Avatar CaptainFreeFrag
CaptainFreeFrag
Ouais, ce sont les Soeurs du Silence, les prêtresses de la mort : elles s'occupent des cadavres, les ramassent parfois, les lavent, les veillent... En gros, elles ont un boulot sacrément excitant !

Avatar Gouloudrouioul
Gouloudrouioul
Merci beaucoup tout le monde :) @Taoby : Ahah ouais. J'ai même failli comparer cet épisode à Berserk dans la critique mais je me suis abstenu. En tout cas je trouve que l'univers s'en rapproche de plus en plus et ça, ça me plait. @Garulfo : C'est là que je suis content de ne pas avoir lu les livres ! Comme je n'avais pas vraiment d'éléments de comparaison, j'ai quand même bien pris mon pied pendant le face à face grâce à la qualité des dialogues.
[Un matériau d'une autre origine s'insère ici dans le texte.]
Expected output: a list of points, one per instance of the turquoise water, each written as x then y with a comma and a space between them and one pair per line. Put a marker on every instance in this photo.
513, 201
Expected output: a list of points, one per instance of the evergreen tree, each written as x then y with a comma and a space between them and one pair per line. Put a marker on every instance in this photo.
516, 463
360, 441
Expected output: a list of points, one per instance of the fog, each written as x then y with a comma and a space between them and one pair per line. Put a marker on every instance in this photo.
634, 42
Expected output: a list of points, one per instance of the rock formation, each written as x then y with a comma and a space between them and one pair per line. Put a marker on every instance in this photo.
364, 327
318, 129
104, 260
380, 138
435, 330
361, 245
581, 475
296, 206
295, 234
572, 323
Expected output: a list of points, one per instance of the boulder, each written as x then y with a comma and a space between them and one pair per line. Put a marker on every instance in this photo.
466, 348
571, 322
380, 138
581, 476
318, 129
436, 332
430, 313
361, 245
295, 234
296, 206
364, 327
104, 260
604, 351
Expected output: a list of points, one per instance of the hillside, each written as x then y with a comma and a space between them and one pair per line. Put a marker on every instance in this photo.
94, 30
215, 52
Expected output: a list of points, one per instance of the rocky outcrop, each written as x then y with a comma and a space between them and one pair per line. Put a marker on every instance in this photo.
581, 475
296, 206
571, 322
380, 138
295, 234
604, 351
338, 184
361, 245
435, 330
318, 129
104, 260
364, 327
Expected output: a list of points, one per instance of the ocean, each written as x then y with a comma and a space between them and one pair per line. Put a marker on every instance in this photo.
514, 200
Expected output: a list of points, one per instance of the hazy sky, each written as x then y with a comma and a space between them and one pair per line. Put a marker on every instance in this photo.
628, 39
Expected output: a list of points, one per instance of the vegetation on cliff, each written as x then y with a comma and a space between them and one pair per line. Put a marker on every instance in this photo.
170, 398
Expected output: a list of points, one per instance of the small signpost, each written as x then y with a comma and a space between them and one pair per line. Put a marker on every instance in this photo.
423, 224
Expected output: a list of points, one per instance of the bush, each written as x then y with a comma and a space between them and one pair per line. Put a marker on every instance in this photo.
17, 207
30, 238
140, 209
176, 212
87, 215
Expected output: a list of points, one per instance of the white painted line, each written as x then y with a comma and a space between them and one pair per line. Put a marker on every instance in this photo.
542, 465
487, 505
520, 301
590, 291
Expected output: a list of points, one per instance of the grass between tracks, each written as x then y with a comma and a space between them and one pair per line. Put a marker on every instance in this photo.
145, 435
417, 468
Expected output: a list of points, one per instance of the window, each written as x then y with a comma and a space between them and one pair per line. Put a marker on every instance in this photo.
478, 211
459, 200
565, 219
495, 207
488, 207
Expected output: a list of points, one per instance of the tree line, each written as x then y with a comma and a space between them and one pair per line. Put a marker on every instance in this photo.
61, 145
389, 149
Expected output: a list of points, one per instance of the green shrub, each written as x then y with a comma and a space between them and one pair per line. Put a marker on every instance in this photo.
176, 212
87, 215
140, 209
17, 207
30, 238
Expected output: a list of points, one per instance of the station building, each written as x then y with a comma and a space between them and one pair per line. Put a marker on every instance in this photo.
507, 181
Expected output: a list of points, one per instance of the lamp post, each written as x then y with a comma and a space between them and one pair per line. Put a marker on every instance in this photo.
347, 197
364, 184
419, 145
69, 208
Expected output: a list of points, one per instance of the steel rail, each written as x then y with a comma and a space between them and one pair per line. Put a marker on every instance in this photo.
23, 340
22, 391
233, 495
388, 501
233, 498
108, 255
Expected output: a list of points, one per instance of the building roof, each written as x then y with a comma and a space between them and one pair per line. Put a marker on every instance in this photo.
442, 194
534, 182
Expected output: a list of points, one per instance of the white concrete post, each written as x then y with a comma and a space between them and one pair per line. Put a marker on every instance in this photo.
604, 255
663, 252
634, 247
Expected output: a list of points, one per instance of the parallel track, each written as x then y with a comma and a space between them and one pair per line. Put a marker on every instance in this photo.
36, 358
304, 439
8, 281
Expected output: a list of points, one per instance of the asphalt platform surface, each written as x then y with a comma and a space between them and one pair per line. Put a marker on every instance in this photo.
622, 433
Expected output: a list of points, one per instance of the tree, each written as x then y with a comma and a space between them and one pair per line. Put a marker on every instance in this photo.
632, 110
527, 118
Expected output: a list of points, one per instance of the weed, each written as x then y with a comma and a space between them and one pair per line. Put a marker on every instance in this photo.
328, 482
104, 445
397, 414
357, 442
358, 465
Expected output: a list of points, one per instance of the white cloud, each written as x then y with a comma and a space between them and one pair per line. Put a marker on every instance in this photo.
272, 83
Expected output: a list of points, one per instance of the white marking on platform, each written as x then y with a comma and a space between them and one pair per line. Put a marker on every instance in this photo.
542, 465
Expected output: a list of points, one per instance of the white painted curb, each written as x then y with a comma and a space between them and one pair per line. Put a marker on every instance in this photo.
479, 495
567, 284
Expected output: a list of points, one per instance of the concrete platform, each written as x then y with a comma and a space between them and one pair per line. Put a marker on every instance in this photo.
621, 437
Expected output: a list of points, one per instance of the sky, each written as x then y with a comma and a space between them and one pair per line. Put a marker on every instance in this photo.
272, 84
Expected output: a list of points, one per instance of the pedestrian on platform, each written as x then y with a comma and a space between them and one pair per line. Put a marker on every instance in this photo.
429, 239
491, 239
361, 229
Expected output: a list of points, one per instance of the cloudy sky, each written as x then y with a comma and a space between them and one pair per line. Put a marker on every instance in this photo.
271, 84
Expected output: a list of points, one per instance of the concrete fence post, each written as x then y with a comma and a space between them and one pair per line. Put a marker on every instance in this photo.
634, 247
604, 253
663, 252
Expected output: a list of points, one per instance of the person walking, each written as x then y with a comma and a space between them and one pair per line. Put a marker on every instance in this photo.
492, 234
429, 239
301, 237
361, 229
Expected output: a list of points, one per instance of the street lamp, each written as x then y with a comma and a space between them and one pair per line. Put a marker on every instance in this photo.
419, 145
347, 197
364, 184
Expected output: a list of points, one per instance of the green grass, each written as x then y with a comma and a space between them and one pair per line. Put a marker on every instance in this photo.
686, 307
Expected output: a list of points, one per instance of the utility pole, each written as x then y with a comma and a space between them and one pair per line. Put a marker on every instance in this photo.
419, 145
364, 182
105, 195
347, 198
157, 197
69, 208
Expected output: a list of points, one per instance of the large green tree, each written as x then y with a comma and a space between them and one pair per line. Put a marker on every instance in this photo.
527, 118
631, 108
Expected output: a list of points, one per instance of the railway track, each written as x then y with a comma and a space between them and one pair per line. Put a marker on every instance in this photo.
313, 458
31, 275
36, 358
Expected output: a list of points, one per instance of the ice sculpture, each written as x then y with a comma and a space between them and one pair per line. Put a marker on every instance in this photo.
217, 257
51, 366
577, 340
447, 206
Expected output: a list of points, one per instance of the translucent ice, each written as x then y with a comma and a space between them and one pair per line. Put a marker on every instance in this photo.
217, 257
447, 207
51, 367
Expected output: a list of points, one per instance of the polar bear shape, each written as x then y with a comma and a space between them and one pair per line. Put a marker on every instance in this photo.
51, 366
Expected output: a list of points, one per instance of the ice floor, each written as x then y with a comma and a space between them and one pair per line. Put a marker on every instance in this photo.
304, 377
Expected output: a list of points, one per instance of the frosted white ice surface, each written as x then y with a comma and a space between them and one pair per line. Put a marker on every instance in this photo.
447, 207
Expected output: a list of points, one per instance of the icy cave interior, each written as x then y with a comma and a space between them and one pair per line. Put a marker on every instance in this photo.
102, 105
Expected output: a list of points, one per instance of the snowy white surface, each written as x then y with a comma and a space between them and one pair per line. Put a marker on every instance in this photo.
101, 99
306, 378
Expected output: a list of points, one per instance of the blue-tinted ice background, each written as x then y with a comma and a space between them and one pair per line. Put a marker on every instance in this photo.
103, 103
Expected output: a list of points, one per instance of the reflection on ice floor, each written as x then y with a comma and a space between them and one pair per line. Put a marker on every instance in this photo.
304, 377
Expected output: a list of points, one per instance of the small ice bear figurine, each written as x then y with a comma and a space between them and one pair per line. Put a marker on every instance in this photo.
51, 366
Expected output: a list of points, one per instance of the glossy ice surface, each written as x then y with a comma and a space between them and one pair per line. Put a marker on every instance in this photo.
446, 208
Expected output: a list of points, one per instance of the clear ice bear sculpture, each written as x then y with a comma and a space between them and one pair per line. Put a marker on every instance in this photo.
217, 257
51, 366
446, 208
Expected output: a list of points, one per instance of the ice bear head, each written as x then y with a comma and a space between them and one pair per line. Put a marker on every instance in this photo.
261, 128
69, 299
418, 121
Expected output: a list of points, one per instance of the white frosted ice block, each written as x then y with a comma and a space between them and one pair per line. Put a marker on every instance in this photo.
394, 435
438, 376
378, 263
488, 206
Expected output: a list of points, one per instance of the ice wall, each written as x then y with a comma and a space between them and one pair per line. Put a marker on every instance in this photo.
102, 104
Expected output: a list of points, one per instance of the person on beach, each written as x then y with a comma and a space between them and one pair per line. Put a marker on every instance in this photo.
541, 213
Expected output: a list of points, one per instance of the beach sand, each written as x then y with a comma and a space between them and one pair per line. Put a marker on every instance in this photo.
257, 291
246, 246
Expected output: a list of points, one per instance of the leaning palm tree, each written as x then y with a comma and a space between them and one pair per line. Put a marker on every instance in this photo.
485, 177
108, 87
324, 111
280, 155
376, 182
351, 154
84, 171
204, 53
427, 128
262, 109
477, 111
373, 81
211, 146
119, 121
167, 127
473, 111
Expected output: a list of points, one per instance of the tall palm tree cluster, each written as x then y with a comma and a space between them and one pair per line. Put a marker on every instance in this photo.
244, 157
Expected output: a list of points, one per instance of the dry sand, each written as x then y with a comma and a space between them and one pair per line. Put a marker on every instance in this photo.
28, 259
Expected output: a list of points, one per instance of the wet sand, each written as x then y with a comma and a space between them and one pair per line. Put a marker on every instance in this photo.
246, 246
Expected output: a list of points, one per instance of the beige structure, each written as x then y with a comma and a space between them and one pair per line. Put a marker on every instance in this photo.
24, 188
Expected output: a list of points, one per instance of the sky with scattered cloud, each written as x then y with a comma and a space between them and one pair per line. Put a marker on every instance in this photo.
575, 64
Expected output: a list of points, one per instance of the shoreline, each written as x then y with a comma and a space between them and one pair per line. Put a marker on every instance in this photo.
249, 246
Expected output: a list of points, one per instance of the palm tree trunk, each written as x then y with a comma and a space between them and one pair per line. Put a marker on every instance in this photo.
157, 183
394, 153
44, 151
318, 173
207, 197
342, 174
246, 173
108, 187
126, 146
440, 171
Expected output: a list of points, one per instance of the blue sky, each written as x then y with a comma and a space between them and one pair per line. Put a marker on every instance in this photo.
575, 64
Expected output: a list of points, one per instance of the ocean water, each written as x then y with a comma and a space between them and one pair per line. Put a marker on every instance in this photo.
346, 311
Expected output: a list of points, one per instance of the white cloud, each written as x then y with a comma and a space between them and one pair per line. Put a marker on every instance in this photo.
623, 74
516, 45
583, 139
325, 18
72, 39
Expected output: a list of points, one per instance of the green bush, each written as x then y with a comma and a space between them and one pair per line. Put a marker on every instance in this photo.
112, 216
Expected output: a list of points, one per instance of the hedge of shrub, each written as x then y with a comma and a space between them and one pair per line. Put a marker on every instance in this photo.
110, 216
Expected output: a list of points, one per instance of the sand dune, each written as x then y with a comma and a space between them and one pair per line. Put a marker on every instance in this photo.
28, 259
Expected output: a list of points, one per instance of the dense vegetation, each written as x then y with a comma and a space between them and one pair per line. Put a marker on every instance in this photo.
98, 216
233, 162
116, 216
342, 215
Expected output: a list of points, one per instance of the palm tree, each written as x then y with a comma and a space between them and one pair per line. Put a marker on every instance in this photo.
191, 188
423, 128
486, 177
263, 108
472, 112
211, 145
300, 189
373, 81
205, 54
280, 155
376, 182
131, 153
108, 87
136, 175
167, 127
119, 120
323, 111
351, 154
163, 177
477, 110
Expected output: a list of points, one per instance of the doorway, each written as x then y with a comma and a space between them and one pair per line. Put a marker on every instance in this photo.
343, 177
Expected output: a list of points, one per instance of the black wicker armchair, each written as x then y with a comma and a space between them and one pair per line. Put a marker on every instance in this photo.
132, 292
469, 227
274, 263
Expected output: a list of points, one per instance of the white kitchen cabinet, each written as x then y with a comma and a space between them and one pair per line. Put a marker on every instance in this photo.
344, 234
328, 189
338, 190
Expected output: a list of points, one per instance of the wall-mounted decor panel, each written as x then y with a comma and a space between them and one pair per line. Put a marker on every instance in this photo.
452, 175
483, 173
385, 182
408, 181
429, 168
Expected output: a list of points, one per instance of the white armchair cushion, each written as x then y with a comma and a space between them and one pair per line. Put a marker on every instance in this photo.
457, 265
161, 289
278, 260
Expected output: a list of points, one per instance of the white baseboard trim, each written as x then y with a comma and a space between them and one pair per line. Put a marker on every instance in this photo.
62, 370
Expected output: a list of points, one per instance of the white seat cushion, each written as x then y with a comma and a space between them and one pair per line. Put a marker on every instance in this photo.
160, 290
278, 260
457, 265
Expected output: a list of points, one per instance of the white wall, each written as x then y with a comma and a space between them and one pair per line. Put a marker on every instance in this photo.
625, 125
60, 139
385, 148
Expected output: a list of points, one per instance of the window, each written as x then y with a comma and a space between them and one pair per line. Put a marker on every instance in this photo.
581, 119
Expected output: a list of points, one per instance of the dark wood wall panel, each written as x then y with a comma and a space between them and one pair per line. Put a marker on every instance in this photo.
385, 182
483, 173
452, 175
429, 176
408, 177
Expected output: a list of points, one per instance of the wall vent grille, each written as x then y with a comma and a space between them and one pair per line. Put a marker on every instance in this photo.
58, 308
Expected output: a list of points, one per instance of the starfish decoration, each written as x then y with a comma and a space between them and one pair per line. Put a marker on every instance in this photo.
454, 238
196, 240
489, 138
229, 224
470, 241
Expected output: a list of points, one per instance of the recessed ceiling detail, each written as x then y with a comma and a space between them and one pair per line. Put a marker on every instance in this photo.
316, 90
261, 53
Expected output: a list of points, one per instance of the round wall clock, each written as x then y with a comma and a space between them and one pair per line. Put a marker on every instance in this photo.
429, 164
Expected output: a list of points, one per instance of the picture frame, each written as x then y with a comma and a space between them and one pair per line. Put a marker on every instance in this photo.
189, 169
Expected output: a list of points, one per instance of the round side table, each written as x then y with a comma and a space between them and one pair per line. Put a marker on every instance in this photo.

Et l'ampleur de la chose, je trouve qu'on la ressent quand même, même si elle est juste suggérée par les drapeaux et autres... Par contre oui, ça aurait été bien qu'ils se débrouillent pour glisser subtilement dans la conversation le nombre d'hommes, histoire qu'on se fasse un peu une idée. Mais ça sera sûrement pour le prochain épisode, ça. @Altaïr : En fait c'est pas vraiment la beauté technique qui m'a frappée (même si parfois, wow, quand même), c'est plutôt le propos de fond de l'épisode. Par contre je trouve ça dommage qu'on ne montre pas cette espèce de guerre psychologique avec les Lannister dont tu parles, ça aurait été vraiment cool. Je me félicite encore une fois d'avoir résisté à la tentation de lire les bouquins, ça m'empêche toute frustration pendant l'épisode ! (et ça permet à Koss de me traiter de noob)

Avatar Koss
Koss
@ Goulou : Je m'inclue aussi dedans.

Avatar Gouloudrouioul
Gouloudrouioul
Oui je sais bien, pas de souci :D (au contraire même !)

Avatar yannick511
yannick511
Garulfo je ne pense pas qu'i faut comparer chaque scène de cette série avec chaque chapitre du livre car là c'est sûr tu vas aller de déception en déception. Il n'y a jamais mieux que l'original. Tu as eu la malchance de lire les livres et d'autres la chance de ne pas l'avoir fait. Mais c'est bien une série télé que l'on est en train de contempler et je pense qu'il faut le faire comme tel, et non pas comme une comparaison avec un livre.

Avatar pihug12
pihug12
Pourquoi les Dothrakis traversent tout le désert vers l'est (pour arriver à Qarth), alors qu'ils souhaitent récupérer le trône de fer à l'ouest ? J'ai peut-être raté les explications, mais j'ai l'impression qu'ils évoluent à l'aveugle.

Avatar Gouloudrouioul
Gouloudrouioul
Je pense que c'est parce qu'ils n'ont plus aucune ressource pour aller à l'ouest et qu'ils sont donc obligés de faire une halte à Qarth pour rester en vie.

Avatar CaptainFreeFrag
CaptainFreeFrag
Jorah Mormont l'explique dans le premier épisode : s'ils vont à l'Ouest, ils ont toutes les chances de tomber sur un khal qui réduirait leur petite troupe à néant ou à l'esclavage. Pas cool pour la Mère des Dragons !

Avatar pihug12
pihug12
Mais quel serait l'intérêt des khals à se combattre entre eux ? Les Dothrakis n'ont-ils pas un même "but" commun ? Bravo pour les quatre premières critiques au passage. J'ai pris beaucoup de plaisir à les lire.